Granata erano le magliette che indossavano gli juventini di San Paolo quel pomeriggio di fronte agli ospiti del Santos che si accingevano nel 1959 a vincere il loro primo campionato rio-paulista, aprendosi la strada ai successi degli anni seguenti. Lo score scivolò rapidamente verso un pesante 2-0 per i bianconeri grazie a una doppietta di Pelè, appena diciannovenne. L’attaccante in quella stagione aveva segnato moltissimo grazie alle rapide e imprevedibili “tablinhas” che realizzava con Coutinho.

Ma il pubblico incurante del risultato, continuava a provocarlo.
“O Rey” rispose solo “aguenta ai que vo chegar”, rivolgendosi alle tribune “ora vi faccio vedere io” e quando Dorval affondò sulla fascia destra, smarcato da un calibrato passaggio di Zito, la difesa juventina avrebbe ulteriormente pagato dazio per la sfacciataggine dei propri tifosi. Pelè, aspettò sul limite dell’area che il compagno arrivasse in fondo, che crossasse e che la palla arrivasse proprio lì, dove stava lui. Bastava anticipare Homero e a quel punto immedesimarsi nella parte, dare inizio allo spettacolo, lasciare che dai suoi piedi si irradiasse quell’alone magico che aveva già incantato il mondo intero e zittire tutti.
La palla rimbalzò proprio davanti a lui, e Pelè la toccò sotto: pallonetto, il primo e saltò il difensore juventino. Mentre ricadeva, la ritoccò sotto, di nuovo al volo. Secondo pallonetto, e pure Julinho rimase alle sue spalle.

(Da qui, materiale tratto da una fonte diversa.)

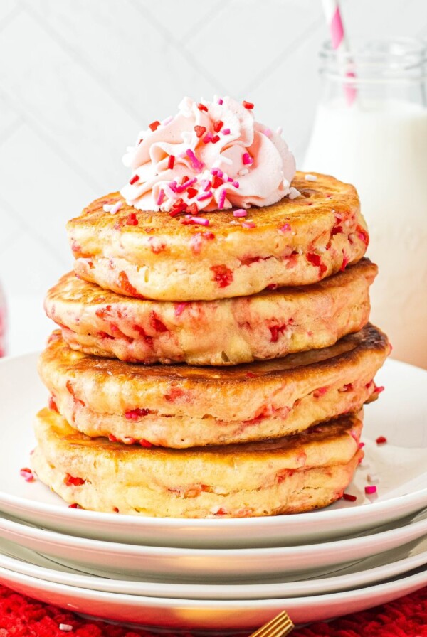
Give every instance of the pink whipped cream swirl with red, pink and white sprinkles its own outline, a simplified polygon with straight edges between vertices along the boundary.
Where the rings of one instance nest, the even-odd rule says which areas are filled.
[[[127,149],[132,178],[120,191],[139,210],[172,215],[270,205],[290,193],[295,159],[278,132],[255,122],[253,104],[194,102],[152,122]]]

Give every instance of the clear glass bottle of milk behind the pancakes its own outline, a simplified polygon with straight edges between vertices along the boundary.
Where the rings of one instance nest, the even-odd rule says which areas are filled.
[[[393,355],[427,368],[426,44],[374,41],[321,52],[323,95],[307,172],[354,183],[379,265],[371,321]]]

Poi, dolcemente, controllò la palla con la coscia senza farla rimbalzare a terra mentre Mao de Onça gli si scaraventò addosso in un’uscita plateale quanto inefficace. Pelè lo saltò facilmente. Terzo pallonetto.
La palla ora libera di volteggiare in aria si sarebbe depositata in porta da sola se non fosse che Pelè ci teneva troppo a darle ancora un piccolo aiutino e zompettando ancora dietro alla sfera, toc, la colpì con la testa spingendola nella porta sguarnita.
Chi c’era racconta che è stato il goal più bello che ha mai visto segnare. “Il pubblico in piedi si spellò le mani perché per dieci ininterrotti minuti non fece che applaudire il genio” racconta l’ala destra della Juventus José Pando, che vide tutto dalla panchina, perché, proprio in seguito a un contrasto fortuito con Pelè, era stato costretto ad abbandonare il campo di gioco.
E così, dei suoi oltre milleduecento gol, O Rey ha scelto proprio questo, un gol che parla anche un po’ la nostra lingua e che ci ricorda un importante momento della nostra storia. Tra quegli spettatori attoniti, c’erano sicuramente molti discendenti di quei milioni di nostri connazionali che partirono all’inizio del Novecento per cercare fortuna altrove, lontano dal nostro paese di cui sarebbe bene ricordarsi di più.